Il en va de même pour nombre de jours de gel tardif qui présente une baisse tendancielle entre 1979 et 2021, en diminuant d’un peu plus de la moitié (un peu moins de 5 jours en 1979 et un peu plus de 2 jours en 2021). A noter qu’en parallèle, que les records de températures minimales entre avril et mai, ont en revanche tendance à augmenter de presque +2°C en avril et de +1°C en mai entre 1979 et 2021.

 

Précipitations et déficit hydrique :

Sur l’horizon 1979-2021, le volume de précipitations et de déficit hydrique semble quasi équivalent sur la période avec en revanche des fluctuations inter-annuelles assez marquées.

 

L'excès d'eau :

En revanche, une constance pour le nombre de jours de fortes précipitations à la période printanière est observée entre 1979 et 2021.

 

Quelles sont les ressources touchées sur la ferme ?

Voir le tableau ci-dessus

 
Quelles évolutions climatiques à venir localement ?

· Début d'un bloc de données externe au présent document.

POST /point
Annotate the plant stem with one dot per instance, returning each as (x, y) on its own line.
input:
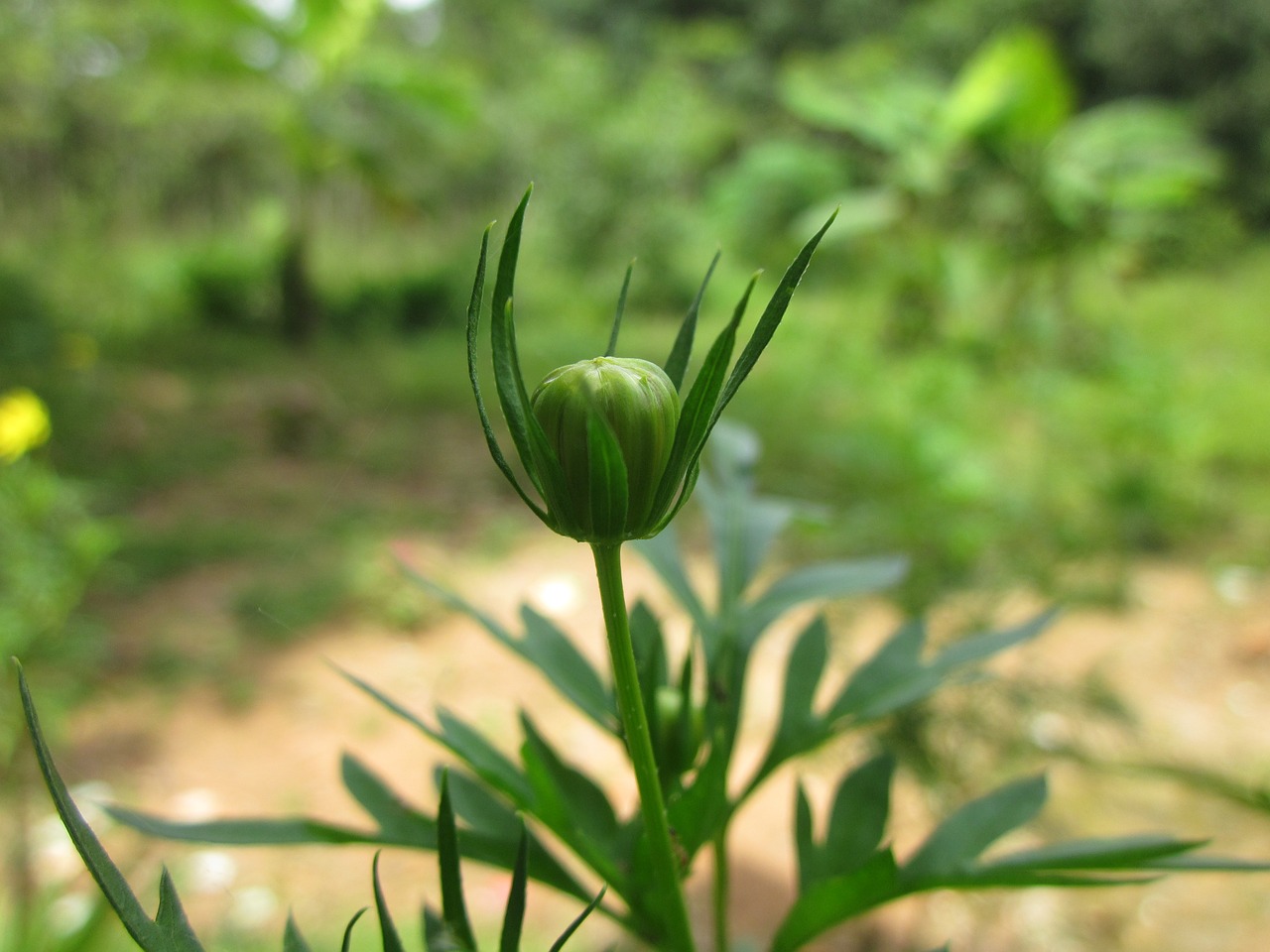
(639, 747)
(720, 890)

L'inertie climatique à l'échelle du globe implique une continuité des évolutions climatiques déjà observées localement dans les prochaines décennies. Les Indicateurs Agro-Climatiques suivant sont construits à partir des projections climatiques locales et illustrent les principaux enjeux climatiques pour un système grandes cultures.

Les températures :

D’après les projections climatiques locales du Carla-Bayle, dans le scenario le plus pessimiste, la médiane du stress thermique durant la période épiaison-floraison, (pendant lesquelles les céréales sont particulièrement sensibles au phénomène d'échaudage thermique, accident de croissance des grains), augmente significativement passant de 21 jours pour le passé récent (1985-2020) à 27 jours pour le futur proche (2021-2050), ce qui constitue un risque sérieux pour les céréales à cette période, pouvant causer des pertes de rendement sur le blé de l'exploitation par échaudage (avec une médiane qui évolue à 17 jours durant lesquels la température est supérieure à 25°C entre le 1er mai et le 30 juin, dans un futur proche, vs. 12,5 jours dans le passé récent.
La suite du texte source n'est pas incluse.